Hamano H, Nanba A, Nagayama M, Takizawa S, Shinohara Y
Department of Neurology, Tokai University School of Medicine.
Rinsho Shinkeigaku. 1996 Feb;36(2):330-5.
We report a rare male case of homocystinuria probably due to methylenetetrahydrofolate-reductase deficiency. The onset of his disorder was at 19 years of age, and he had no family history. He initially developed gait disturbance, and then generalized seizure in several months, which made him admitted to our hospital. Neurological examinations revealed mental dysfunction, spastic paraplegia, cerebellar ataxia, and sensory disturbance in his feet. MRI showed multiple increased intensities on T2-weighted images in the cerebral white matter. EMG revealed neurogenic changes.
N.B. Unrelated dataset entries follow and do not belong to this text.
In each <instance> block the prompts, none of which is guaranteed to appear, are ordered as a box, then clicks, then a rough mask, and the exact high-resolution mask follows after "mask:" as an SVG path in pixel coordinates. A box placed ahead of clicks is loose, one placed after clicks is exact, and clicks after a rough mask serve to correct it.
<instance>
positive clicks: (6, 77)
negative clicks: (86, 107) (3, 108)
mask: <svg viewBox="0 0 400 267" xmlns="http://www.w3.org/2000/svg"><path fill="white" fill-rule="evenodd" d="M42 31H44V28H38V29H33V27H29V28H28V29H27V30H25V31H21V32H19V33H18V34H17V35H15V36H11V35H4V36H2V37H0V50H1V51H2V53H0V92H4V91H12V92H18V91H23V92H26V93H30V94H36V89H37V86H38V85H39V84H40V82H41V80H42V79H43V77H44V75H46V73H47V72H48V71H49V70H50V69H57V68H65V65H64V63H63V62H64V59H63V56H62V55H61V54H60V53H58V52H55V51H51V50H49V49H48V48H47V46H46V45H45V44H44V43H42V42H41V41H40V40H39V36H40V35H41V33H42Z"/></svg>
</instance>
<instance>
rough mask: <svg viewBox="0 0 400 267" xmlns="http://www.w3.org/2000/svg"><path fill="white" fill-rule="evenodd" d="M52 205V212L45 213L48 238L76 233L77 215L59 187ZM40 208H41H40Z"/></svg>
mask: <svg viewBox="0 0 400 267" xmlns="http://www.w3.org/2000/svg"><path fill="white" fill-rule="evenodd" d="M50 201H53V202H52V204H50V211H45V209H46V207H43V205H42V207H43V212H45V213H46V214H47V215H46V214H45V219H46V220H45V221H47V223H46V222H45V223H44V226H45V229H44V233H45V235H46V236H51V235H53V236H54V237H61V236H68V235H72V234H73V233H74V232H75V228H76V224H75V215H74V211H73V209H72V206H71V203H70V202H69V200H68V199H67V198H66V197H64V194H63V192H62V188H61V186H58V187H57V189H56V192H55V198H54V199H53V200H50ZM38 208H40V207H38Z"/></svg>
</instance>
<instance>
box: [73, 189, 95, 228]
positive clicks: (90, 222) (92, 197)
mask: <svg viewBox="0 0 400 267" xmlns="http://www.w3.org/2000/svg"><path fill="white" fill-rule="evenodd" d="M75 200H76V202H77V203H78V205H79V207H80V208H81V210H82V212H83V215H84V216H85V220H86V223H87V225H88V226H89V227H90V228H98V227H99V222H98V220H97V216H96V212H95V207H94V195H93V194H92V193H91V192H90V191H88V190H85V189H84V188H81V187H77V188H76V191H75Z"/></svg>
These symptoms and signs slowly progressed, and he then developed thrombophlebitis in his lower extremities. Thrombin-antithrombin III complex (TAT) and D-dimer remained high continuously, and plasma homocysteine level was more than ten times higher than the normal range. Plasma cystathionine level was high and methionine level was low. The serum folic acid, vitamin B12, and methylmalonic acid in the urine were normal. Megaloblastic anemia was not seen. Based on these data, he was diagnosed to have homocystinuria probably due to methylenetetrahydrofolate-reductase deficiency. Treatment with high doses of folic acid, pyridoxine and cobalamin normalized plasma cystathionine and methionine levels, and markedly decreased plasma homocysteine, although it remained about three times higher than the normal range. Thereafter, both TAT and D-dimer levels also markedly decreased. The administration of folic acid reduced elevated plasma homocysteine as well as the coagulation--fibrinolysis factors. This implies that they may serve as useful markers for effective treatment of this disease.